Tajamuka—which reportedly has the backing of Morgan Tsvangirai and Joice Mujuru, both leaders of opposition parties in Zimbabwe—has called for another national shutdown on Wednesday, urging citizens to not go into work and to remain at home.

Speaking to a press conference in Harare on Monday, Tajamuka member Hardlife Mudzingwa said that he believed Mugabe would bow to the pressure being exerted by protest campaigns. "I don't think we can reach December while he is still in office," said Mudzingwa, who added that an application had been made to Zimbabwe's constitutional court to challenge the 92-year-old president's capacity to govern.

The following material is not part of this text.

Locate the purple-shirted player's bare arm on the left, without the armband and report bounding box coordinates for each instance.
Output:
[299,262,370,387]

Friday's protest drew a violent response from Zimbabwean police, with tear gas being fired and protesters beaten. Sixty-eight protesters were charged with inciting public violence in the wake of the demonstration, and face a fine and up to 10 years in jail if convicted. The accused appeared in court on Tuesday to request bail. Magistrate Tendai Mahwe earlier refused bail for Promise Mkwananzi, a spokesperson for #Tajamuka, Reuters reported.

The protest campaigns have grown out of a sense of despair at the state of Zimbabwe. Unemployment has been estimated as high as 80 percent of the workforce and a shortage of U.S. dollars has led the country to announce the introduction of bond notes—a surrogate currency pegged to the value of the U.S. dollar.

This has raised fears of another era of hyperinflation in Zimbabwe—in 2007-08, the Zimbabwean dollar became worthless and inflation skyrocketed so that a loaf of bread cost 10 million Zimbabwean dollars.

The country is also experiencing a drought that led Mugabe to declare a state of disaster in several rural areas in February.